Paul Wolfowitz has given an exclusive interview to the BBC World Service to try to explain why he is leaving the World Bank. He says the media and an overheated atmosphere were to blame, and uses his airtime to justify his record at the Bank in general and on the Riza affair. He refuses to be drawn on how his successor should be chosen but agrees that African countries are “under-represented” at the Bank.
Responding to a question about whether he was hounded out because people did not like him or his track record, Wolfowitz commented: “I think it tells us more about the media than about the bank. People were reacting to a whole string of inaccurate statements and by the time we got to anything approximating accuracy the passions were around the bend.” (Listen to the interview here).
He makes a jab at the “wonderful comfortable conditions in Washington” where Bank staff operate, says the good Bank staff are those working in the field, and agrees the Bank has some “governance issues” that need addressing.
When the interviewer asked how Wolfowitz’s successor should be chosen the outgoing president ducked rapidly, saying that his opinion would not be worth much.
He also ducked various other questions about his difficulties at the Bank which led to his ejection. He preferred, he said, to look to the future. This, according to the interview, will consist of Wolfowitz working on development in either a philanthropic or private sector capacity.

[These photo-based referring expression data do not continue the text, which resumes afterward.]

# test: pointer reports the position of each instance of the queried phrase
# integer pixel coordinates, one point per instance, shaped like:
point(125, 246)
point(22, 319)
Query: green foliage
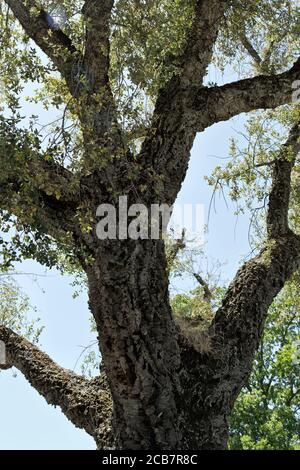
point(267, 412)
point(14, 309)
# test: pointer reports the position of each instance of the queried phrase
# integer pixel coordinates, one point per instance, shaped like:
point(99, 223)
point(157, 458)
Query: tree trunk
point(128, 286)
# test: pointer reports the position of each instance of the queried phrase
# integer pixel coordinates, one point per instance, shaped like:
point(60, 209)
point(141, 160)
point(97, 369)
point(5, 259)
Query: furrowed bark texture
point(156, 390)
point(129, 300)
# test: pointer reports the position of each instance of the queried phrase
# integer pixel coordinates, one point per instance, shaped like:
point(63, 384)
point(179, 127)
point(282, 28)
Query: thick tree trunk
point(128, 287)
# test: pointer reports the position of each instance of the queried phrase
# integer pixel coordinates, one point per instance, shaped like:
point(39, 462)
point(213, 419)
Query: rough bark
point(86, 403)
point(165, 394)
point(129, 299)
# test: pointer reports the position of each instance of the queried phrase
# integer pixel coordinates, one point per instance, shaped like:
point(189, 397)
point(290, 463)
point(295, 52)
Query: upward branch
point(220, 103)
point(238, 324)
point(277, 220)
point(53, 42)
point(87, 404)
point(198, 51)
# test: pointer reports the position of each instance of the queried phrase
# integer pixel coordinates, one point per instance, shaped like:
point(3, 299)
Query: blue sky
point(26, 420)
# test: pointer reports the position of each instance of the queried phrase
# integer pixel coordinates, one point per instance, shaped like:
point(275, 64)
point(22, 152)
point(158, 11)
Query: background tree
point(129, 79)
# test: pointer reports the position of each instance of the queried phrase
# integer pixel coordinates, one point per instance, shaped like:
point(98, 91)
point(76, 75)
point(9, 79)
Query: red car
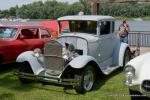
point(15, 39)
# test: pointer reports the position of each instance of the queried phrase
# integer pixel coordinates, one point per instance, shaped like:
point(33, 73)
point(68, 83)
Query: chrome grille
point(54, 62)
point(146, 85)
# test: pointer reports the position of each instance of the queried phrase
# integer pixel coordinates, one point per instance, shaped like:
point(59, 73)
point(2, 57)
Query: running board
point(48, 79)
point(110, 69)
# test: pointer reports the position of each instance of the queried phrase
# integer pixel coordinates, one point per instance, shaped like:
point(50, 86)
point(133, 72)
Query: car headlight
point(37, 52)
point(129, 74)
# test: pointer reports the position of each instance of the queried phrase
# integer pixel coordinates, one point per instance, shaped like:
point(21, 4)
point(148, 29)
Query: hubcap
point(88, 80)
point(127, 58)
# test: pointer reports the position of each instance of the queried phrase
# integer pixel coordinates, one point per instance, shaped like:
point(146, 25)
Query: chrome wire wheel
point(127, 57)
point(88, 80)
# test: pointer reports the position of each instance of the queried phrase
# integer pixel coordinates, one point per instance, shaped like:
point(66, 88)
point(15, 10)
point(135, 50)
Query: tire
point(86, 80)
point(127, 57)
point(135, 95)
point(25, 68)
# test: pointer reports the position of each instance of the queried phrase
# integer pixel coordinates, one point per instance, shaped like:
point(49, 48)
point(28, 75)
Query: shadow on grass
point(10, 81)
point(6, 96)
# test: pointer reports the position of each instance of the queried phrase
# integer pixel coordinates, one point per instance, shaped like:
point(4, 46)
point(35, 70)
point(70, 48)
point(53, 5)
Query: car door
point(106, 40)
point(28, 39)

Commenting on the interview on BBC Radio 4 (listen here) Professor Robert Wade of the London School of Economics gave a clear account of the reasons why Wolfowitz had to walk. Wade spoke of Wolfowitz’s “undisguised contempt for the World Bank’s management” and of the “brutal and often arbitrary decisions” Wolfowitz’s lieutenants brought in from the Pentagon and U.S. Vice President’s office. Wade’s carefully chosen formula was that the World Bank president had a “simplistic” view of corruption in developing countries and had himself “corrupted the World Bank’s checks and balances”.